IBM Streams 4.3.0

Lexical syntax

SPL defines a set of rules to determine the syntax of a program.

SPL files are written in Unicode with UTF-8 encoding. Most syntactic elements, including keywords and identifiers, use the subset of Unicode that overlaps with ASCII characters (the subset 32-126 of the Latin-1 alphabet ISO 8859-1). Restricting identifiers to ASCII facilitates interoperability with native languages like C++ and with file systems. The only two constructs where other Unicode characters are valid are Unicode string literals and comments. Identifiers start with an ASCII letter or underscore, followed by ASCII letters, digits, or underscores.
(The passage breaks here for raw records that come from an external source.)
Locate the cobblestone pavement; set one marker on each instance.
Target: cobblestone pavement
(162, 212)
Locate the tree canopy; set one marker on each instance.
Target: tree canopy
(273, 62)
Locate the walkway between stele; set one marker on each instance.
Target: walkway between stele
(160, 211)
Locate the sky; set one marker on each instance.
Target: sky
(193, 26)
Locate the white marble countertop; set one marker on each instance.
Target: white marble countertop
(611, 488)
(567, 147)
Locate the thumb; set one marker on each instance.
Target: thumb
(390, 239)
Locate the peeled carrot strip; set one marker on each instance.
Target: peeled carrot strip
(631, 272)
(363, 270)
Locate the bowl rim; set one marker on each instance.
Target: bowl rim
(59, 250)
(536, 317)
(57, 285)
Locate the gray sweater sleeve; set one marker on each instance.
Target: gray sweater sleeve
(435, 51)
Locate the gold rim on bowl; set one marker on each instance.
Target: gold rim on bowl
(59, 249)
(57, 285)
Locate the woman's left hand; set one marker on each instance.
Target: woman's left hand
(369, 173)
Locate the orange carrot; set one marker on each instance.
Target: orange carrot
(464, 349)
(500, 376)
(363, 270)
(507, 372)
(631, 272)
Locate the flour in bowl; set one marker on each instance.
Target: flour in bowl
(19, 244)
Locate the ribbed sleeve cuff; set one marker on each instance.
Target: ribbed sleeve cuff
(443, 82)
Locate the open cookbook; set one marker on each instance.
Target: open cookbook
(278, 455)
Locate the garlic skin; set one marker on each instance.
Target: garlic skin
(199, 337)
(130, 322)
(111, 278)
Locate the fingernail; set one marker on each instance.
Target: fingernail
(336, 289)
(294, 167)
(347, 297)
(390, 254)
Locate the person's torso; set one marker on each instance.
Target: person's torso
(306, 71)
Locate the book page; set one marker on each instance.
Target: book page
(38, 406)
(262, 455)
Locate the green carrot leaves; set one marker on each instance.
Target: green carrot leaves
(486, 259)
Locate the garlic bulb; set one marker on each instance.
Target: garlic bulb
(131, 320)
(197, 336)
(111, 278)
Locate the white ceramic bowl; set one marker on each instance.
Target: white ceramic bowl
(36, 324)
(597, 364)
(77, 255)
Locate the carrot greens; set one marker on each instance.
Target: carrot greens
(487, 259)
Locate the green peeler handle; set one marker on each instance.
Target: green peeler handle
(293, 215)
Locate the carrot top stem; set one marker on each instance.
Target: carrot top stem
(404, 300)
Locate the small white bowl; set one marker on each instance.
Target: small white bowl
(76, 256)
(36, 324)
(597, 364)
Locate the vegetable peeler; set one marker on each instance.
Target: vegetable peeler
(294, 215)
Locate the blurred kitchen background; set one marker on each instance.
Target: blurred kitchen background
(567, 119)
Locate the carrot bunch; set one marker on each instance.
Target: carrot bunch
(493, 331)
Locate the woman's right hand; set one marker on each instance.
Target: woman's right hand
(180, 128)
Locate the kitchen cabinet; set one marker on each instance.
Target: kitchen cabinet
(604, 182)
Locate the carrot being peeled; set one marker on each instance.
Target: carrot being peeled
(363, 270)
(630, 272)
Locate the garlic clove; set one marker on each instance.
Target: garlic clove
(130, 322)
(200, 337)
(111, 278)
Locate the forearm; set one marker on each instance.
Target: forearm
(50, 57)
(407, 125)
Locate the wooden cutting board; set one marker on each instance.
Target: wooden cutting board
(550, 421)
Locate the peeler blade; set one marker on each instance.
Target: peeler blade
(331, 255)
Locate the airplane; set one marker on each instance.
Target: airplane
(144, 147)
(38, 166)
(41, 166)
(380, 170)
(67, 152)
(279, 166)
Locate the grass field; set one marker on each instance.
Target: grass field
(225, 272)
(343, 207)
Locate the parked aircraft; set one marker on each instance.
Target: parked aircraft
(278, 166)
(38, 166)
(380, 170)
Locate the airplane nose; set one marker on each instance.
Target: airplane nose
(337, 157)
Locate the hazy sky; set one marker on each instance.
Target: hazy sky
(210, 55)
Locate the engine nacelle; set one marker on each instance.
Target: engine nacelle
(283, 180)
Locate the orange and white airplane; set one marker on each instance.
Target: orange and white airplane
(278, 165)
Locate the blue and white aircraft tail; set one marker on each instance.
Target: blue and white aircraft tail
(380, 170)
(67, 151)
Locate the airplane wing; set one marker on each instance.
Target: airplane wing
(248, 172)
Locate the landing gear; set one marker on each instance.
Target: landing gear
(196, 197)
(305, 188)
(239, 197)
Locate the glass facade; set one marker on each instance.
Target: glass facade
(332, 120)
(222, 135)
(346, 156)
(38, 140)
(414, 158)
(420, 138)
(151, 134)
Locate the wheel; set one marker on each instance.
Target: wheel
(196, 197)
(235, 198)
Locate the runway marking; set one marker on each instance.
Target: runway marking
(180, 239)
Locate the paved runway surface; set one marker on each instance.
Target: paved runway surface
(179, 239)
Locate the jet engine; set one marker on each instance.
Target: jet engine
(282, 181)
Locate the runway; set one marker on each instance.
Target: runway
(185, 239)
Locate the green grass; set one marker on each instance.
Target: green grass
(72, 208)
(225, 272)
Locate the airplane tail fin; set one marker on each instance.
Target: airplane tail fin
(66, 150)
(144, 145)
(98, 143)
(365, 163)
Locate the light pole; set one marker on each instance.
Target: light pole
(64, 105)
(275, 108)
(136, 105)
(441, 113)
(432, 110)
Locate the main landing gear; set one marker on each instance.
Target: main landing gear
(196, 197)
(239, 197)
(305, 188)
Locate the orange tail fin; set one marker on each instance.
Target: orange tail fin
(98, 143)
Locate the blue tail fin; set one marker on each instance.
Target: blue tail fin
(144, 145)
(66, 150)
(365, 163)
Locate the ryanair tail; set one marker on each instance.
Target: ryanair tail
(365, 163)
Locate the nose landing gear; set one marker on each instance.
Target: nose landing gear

Identifiers of formal parameters of composite operators start with a dollar. The syntax for literal values of primitive types (numbers, Booleans, strings, and other types) is similar to that of Java™ or C++.

SPL has two forms of comments: single-line comments (from // to the end of the line) and delimited comments (between /* and */). Delimited comments can span multiple lines, and can be followed by regular code in the same line.

SPL syntax is not sensitive to indentation or line breaks. SPL syntax is case-sensitive. For example, mud and Mud are different identifiers.

An SPL keyword, such as if or stream, cannot be used as an identifier. SPL uses lexical scoping for identifiers. In other words, a declaration in an inner scope shadows declarations of the same identifier in statically enclosing scopes. SPL allows textual uses of function and stream names to precede their definition to support recursive functions and cyclic stream graphs. SPL does not permit synonymous entities of different categories in the same scope. For example, the code f :  for(;;) { f f = new f().f(); } is valid in Java, even though the same identifier refers to a label, a type, a variable, a constructor, and a method. In SPL, however, it is a compile-time error if a program declares both an operator that is named f and a function that is named f in the same scope. As another example, it is a compile-time error if a program declares both a type that is named t and a variable named t in the same scope. In other words, SPL does not segregate scopes by identifier categories, unlike, for example Java. That also means that identifiers in inner scopes shadow identifiers in outer scopes even when they are of a different category. For example, a locally declared stream s hides any function s in an outer scope. As seen later, namespaces and composite operators provide not only a scope but also support disambiguation with qualified names, and data that is hiding with private members.